The first law of thermodynamics, applied to bookstores
Having not worked in Pioneer Square for about five months now, this article took me by surprise and bums me out big time.
David Ishii is a Pioneer Sq. staple. Every time you walk by his store, you see the back of his white hat and know that all is right in Seattle. He brought homemade popcorn balls to our office every Halloween and Christmas. They were good, too.
For those of you who don’t know Mr. Ishii or what he brought to the literary world, you have a few more weeks to check him out. I like to think of him as an older version of the lead character in High Fidelity, if he’d owned a bookstore not a record store, and wasn’t a snob.
As far as I’m concerned, bookstores are the best places on the planet.

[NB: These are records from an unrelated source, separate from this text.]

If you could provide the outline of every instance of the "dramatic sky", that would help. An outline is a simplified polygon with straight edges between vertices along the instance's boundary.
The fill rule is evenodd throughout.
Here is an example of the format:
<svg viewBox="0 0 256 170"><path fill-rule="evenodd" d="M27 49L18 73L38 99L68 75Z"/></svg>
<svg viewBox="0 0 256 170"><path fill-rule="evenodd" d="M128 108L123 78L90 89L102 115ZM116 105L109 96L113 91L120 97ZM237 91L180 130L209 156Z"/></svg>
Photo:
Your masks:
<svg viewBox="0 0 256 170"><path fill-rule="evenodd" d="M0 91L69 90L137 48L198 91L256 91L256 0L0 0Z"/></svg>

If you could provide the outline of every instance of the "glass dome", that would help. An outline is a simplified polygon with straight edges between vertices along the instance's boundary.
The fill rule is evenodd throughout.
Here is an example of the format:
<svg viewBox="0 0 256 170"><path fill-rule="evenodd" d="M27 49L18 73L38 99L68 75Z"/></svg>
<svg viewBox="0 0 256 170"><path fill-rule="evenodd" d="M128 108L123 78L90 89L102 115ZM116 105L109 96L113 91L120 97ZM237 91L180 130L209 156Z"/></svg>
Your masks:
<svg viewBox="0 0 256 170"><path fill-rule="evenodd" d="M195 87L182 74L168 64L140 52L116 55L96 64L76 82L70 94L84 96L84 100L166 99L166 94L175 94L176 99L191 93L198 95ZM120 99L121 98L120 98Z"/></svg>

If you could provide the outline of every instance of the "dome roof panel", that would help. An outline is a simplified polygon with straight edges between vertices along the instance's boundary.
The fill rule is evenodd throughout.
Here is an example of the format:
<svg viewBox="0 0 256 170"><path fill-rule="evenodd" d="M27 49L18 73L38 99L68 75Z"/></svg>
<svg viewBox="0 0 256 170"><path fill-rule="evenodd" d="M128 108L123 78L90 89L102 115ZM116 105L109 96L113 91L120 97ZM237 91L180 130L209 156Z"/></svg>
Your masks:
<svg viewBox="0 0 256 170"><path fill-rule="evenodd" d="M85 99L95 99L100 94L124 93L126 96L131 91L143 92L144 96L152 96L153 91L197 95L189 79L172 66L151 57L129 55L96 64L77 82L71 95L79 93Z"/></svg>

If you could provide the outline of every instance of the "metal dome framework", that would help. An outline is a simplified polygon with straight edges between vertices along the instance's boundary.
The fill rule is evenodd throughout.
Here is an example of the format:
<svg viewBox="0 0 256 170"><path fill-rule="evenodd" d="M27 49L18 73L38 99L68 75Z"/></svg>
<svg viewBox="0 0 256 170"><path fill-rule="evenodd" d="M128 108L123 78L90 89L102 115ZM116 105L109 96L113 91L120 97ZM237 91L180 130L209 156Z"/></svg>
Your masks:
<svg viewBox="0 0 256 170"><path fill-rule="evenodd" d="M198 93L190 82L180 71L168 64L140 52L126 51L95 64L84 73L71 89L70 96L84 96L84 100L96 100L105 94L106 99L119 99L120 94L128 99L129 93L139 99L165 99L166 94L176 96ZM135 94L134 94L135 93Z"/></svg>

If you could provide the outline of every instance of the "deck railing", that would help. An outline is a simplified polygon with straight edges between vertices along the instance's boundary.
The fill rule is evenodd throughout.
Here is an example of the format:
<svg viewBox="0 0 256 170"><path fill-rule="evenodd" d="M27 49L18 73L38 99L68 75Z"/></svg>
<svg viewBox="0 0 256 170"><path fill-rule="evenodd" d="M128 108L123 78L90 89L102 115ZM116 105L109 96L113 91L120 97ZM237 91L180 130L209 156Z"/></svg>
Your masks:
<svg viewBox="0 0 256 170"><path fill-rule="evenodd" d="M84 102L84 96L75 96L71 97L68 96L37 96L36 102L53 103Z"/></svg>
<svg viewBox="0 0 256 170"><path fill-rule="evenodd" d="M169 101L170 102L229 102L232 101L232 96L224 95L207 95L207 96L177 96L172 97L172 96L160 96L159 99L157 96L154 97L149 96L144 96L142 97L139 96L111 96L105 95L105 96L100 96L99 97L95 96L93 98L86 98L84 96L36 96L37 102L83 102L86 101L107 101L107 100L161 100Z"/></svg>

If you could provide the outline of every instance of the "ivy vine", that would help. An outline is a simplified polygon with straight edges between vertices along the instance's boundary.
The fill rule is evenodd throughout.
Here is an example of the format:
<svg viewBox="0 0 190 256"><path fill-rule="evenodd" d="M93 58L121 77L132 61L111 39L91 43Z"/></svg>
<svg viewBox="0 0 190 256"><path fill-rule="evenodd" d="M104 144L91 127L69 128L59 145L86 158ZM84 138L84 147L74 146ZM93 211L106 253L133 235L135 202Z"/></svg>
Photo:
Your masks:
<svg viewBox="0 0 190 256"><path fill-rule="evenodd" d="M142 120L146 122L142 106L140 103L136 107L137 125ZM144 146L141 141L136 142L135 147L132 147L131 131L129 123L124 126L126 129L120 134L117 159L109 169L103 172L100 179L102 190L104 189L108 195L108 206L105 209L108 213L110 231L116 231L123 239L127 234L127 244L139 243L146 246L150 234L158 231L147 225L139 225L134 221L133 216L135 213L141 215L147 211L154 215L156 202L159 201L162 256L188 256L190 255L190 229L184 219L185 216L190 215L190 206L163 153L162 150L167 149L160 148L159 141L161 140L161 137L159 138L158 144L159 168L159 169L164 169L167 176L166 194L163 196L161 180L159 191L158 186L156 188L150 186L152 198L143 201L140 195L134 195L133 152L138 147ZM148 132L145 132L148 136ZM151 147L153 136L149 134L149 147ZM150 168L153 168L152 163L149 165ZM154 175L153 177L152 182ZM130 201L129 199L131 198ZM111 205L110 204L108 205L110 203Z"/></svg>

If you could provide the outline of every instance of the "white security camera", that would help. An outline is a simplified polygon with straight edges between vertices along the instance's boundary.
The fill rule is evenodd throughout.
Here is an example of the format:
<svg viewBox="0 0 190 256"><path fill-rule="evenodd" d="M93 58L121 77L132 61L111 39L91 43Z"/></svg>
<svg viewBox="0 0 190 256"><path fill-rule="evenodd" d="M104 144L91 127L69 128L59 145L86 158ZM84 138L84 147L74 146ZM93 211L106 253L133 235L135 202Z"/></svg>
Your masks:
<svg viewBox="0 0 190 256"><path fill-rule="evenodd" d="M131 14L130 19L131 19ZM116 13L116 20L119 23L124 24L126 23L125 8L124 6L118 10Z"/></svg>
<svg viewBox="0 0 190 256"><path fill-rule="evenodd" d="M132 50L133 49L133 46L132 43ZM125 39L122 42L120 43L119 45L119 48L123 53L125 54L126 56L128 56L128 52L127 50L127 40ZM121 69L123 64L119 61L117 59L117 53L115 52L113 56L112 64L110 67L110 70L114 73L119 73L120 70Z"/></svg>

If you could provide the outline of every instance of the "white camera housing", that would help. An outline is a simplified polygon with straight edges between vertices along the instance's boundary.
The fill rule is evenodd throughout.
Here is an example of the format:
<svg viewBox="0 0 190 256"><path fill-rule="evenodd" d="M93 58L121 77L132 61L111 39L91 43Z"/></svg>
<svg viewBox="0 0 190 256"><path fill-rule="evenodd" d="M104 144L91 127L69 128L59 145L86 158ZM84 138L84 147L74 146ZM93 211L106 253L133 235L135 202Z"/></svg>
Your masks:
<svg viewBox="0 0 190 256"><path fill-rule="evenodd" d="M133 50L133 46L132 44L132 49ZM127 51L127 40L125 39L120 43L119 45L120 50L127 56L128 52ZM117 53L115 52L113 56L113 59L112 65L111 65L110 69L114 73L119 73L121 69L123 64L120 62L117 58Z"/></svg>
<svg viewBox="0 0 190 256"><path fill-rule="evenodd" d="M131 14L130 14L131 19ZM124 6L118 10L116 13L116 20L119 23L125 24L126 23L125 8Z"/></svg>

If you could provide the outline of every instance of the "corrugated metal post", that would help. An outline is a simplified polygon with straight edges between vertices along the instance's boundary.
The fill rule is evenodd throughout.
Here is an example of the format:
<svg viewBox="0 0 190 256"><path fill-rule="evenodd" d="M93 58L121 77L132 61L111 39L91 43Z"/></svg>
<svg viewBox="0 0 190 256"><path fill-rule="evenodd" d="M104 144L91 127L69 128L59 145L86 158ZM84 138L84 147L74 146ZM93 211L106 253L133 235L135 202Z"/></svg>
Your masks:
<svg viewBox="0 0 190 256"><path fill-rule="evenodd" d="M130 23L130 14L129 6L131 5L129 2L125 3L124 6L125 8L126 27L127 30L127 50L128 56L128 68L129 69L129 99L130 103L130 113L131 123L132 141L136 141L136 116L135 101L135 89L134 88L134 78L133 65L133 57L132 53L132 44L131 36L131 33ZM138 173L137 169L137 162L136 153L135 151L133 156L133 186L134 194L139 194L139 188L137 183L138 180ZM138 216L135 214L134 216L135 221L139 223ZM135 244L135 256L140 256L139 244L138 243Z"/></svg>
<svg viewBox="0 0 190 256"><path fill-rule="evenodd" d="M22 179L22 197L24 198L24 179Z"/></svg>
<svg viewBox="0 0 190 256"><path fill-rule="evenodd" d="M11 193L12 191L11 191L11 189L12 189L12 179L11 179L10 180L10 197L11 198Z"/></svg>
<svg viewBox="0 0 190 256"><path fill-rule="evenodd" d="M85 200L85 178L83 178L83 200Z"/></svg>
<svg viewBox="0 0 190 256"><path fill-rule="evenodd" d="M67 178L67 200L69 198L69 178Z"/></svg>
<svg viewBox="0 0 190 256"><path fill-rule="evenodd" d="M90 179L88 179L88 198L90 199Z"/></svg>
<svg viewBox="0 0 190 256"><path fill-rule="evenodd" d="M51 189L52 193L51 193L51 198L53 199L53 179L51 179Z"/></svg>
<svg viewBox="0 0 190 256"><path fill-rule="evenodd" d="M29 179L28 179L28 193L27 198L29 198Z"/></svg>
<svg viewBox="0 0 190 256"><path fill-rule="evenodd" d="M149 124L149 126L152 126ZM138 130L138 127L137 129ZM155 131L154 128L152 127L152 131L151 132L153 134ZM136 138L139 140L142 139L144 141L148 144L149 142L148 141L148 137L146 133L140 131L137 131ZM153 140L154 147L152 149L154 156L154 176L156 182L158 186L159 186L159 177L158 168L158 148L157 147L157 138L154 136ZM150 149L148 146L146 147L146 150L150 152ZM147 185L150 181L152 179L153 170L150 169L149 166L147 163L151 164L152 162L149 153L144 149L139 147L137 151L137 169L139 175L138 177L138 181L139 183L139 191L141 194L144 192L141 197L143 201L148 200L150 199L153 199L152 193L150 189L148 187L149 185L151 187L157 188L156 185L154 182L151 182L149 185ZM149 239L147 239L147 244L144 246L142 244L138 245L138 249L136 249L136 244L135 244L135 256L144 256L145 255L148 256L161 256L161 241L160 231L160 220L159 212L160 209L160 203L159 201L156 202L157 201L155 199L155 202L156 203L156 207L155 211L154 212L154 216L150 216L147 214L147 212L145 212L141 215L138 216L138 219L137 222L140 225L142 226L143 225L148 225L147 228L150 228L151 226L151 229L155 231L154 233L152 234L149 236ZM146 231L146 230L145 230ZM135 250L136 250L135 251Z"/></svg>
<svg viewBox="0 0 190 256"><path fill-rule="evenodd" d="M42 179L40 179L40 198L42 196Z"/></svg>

Small pockets of knowledge and open-mindedness and community. I am so pumped that my mom now owns a small pocket of her own. But in a weird conservation-of-bookstore-energy kind of way, it seems that the universe wasn’t big enough for both her store and David’s. (I’m being hugely melodramatic here. Mom’s store and David’s don’t compete, and they probably don’t even know about each other.)
The only relief I take in this article is that he’s closing for his own reasons, not because some giant conglomerate forced him to. As sad as I am that when I do venture back to P. Sq. some workday afternoon, I won’t see his white-hatted head in the window on First Ave. But I will smile at the idea of him seeing some great indie movie in the middle of the day. That’s a pretty happy retirement.